The white population of the Netherlands prides itself in being tolerant of minorities, but is often unaware that certain expressions can be offensive, say two musicians who often tackle racism in their lyrics.
“When you call a white Dutchman a racist, he will be very shocked”, says Dutch rapper Leeroy, of Surinamese descent.
His group is called Zwart Licht, or Black Light. It was so named to put the word "black" in a more positive context, says his fellow rapper Akwasi. Even more so than in English, "black" is used metaphorically in Dutch for bad things: to ride a bus without a ticket is “riding black,” to work illegally is “working black.”
Akwasi says that minorities' grievances are often not taken seriously. “When I say that I feel discriminated, they say I'm whining,” he says.

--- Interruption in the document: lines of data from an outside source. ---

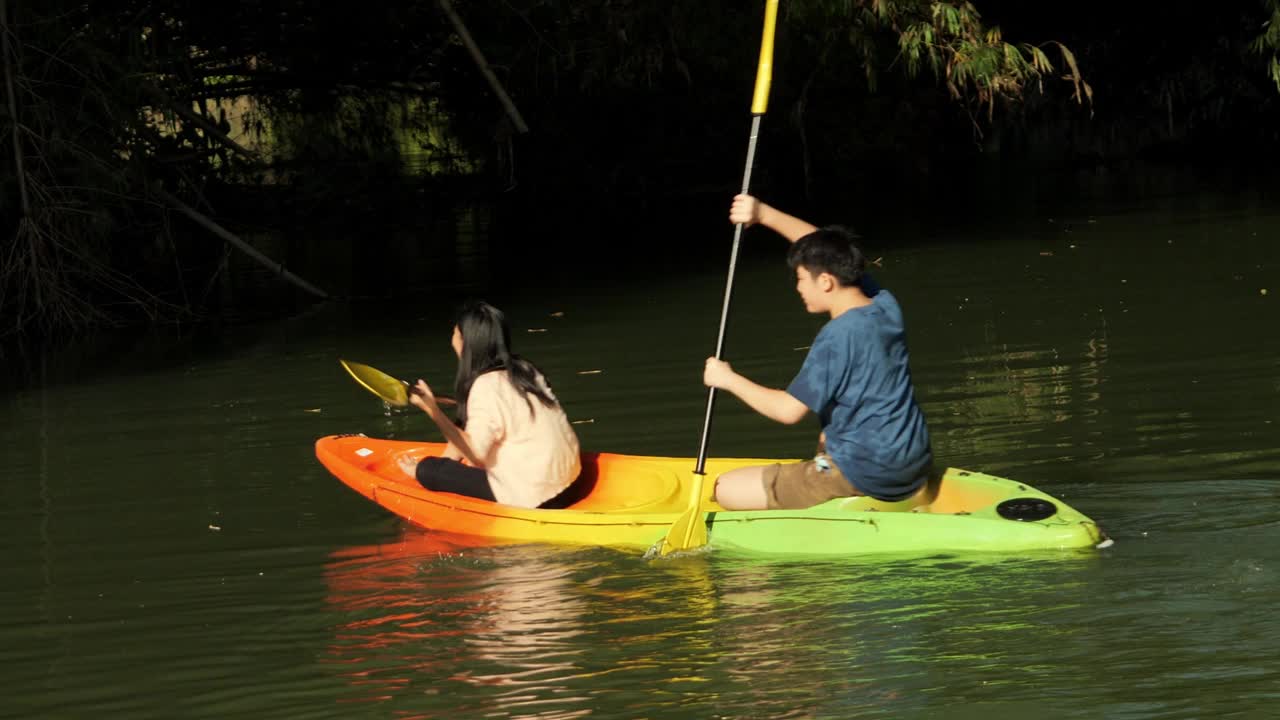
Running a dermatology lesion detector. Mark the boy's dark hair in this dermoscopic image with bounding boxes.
[787,225,867,287]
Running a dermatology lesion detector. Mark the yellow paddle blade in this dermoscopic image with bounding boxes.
[658,473,707,555]
[751,0,778,115]
[338,357,408,406]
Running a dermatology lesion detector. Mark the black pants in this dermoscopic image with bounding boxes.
[417,457,495,501]
[416,457,590,510]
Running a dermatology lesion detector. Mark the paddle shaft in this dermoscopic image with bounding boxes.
[694,113,763,475]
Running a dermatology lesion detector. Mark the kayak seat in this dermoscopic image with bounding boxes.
[566,452,680,512]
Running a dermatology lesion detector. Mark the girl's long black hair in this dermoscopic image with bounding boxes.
[453,301,556,428]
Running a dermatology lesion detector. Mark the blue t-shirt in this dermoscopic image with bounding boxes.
[787,288,933,500]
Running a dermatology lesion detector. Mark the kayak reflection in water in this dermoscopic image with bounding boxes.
[406,301,581,507]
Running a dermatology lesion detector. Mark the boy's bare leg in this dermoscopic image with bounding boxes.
[716,465,769,510]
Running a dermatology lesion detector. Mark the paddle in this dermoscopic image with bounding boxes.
[338,357,457,407]
[659,0,778,555]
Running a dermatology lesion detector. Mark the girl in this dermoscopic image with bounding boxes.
[410,302,581,507]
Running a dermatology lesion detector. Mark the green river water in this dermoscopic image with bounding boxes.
[0,176,1280,719]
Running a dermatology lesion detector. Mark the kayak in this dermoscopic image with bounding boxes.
[315,434,1111,556]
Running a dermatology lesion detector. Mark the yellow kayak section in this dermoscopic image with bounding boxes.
[315,434,1110,556]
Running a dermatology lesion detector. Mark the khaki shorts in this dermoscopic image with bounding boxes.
[762,455,863,510]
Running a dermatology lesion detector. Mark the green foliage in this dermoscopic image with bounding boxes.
[1253,0,1280,91]
[795,0,1093,118]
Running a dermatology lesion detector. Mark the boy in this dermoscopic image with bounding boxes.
[703,195,933,510]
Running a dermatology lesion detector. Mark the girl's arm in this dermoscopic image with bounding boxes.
[408,380,484,470]
[728,195,818,242]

Online, the debate is worse. “If I eloquently write that I feel offended that someone uses the word 'neger' [negro], they write 'Go back to your own country,'” says Akwasi, born in the Netherlands to Ghanaian parents. Similar racist remarks were made during a recent pro-Pete demonstration.
The Black Pete debate sparks strong emotions on both sides. In his letter, Mayor Van der Laan requested that the discussion not be waged “at the expense of the children” between 3 and 8 years old that still believe in Sinterklaas. Traditions are not fixed, he wrote, but it is important that changes are made gradually.
Van der Laan urged the opponents of Black Pete not to disturb the parade by shouting that Sinterklaas and Black Pete are not real.
And the volunteers that organize the parade are planning a gesture to critics: The Black Petes this year will not wear gold earrings, in an effort to make them seem less foreign.
But the earrings were not the problem, says rapper Akwasi: The black-painted face is. He says the change "hardly takes the people seriously that want to modernize" the tradition. "They aren't listening. It's like going to a brain surgeon, who then pulls a tooth."